The Cook family and their local company, have supported a multitude of IU programs and projects. Now, thanks to a generous donation by Mrs. Cook, historic Maxwell Hall has been transformed into the Gayle Karch Cook Center for Public Arts & Humanities. The center will serve as a campus hub for humanities research, creative activity, and community engagement.
“We have restored quite a few buildings and this one is definitely worth it,” she says. “It is a mass of limestone that will be here forever. I’m impressed by the fact that this building is being kept and reused because they don’t build buildings like this anymore.” This will be the first structure named solely after Gayle Cook.
Beyond another restoration in her portfolio, Cook is giving arts and humanities students a hub on campus to form communities around their interests and learn from the best artists and thinkers in the country at lectures and workshops. When asked to offer advice to current students, Mrs. Cook shared, “You can put art into everything.” Mrs. Cook’s life strongly illustrates this perspective.

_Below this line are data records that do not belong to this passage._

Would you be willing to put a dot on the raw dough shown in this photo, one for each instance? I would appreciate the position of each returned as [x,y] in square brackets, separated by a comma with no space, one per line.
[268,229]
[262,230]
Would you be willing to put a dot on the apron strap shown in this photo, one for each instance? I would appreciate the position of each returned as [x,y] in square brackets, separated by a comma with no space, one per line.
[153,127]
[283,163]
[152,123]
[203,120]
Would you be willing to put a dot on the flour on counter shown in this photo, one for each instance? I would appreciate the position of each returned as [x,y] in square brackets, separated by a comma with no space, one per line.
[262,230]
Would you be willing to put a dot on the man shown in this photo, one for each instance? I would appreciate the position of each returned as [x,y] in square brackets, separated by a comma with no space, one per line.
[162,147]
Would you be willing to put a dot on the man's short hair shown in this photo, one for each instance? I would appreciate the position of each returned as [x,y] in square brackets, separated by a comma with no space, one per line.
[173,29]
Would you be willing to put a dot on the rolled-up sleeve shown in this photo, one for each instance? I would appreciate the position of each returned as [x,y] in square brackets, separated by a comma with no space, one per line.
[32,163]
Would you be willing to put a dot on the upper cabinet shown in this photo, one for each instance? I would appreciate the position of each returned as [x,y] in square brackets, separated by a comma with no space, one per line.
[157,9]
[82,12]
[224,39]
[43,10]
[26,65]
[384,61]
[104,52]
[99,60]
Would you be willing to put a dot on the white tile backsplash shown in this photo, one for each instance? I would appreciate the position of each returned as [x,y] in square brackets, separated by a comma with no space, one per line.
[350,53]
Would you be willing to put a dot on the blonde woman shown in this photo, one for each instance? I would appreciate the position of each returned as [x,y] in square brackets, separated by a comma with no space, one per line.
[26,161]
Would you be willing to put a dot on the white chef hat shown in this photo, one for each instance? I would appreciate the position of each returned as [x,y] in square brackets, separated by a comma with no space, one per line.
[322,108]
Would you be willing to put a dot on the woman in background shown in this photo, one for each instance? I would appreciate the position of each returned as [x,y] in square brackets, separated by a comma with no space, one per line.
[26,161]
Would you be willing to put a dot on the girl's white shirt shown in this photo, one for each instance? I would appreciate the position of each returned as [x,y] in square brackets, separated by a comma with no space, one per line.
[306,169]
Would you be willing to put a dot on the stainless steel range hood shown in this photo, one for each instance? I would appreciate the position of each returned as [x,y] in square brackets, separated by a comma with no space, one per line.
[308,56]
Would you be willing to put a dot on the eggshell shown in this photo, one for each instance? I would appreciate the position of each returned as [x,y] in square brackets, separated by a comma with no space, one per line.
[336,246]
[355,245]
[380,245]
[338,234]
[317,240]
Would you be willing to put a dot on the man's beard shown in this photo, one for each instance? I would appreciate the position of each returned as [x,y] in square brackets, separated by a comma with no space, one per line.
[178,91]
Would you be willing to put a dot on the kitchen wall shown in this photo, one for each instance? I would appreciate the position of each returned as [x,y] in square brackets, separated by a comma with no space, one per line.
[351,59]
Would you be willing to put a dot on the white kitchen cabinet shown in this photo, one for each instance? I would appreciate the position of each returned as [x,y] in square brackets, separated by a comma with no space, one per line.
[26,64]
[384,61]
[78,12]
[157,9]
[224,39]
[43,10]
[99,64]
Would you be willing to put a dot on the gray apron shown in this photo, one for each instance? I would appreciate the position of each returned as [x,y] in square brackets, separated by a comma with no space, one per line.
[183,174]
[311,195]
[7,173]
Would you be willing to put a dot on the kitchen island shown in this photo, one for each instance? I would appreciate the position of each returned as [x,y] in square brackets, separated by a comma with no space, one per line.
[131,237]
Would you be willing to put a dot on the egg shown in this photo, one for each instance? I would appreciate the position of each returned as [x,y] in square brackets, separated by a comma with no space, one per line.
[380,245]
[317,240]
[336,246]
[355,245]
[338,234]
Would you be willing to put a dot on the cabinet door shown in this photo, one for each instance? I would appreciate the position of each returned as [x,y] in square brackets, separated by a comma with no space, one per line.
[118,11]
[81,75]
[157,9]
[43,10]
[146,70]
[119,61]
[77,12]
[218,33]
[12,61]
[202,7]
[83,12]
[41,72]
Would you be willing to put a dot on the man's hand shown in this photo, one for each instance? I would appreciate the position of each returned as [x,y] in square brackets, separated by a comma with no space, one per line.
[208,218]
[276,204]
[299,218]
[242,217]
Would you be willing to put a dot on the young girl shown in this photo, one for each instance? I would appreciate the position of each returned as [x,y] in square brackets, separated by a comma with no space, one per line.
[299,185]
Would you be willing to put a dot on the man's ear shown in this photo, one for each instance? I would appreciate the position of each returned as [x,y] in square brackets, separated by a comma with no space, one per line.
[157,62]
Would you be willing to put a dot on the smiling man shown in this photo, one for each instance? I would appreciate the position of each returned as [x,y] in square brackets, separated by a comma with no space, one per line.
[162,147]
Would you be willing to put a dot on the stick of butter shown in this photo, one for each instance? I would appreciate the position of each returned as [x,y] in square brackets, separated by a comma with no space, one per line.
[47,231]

During her time as a student at IU in the 1950s, she had famed artists Alma Eikerman and Alton Pickens to instruct her in the studios, where she preferred drawing. “IU has come a long way since my days as an art student,” Cook says. It’s true: in the Cook Center, students and community members have the chance to learn from today’s professors and professionals of Eikerman and Pickens’s caliber, and continue those transformative conversations in art galleries, breakout rooms, and mixers.
And thanks to her generosity, students like her now have space inside Maxwell Hall to develop and explore their artistic craft for years to come—as well as the woods outside it.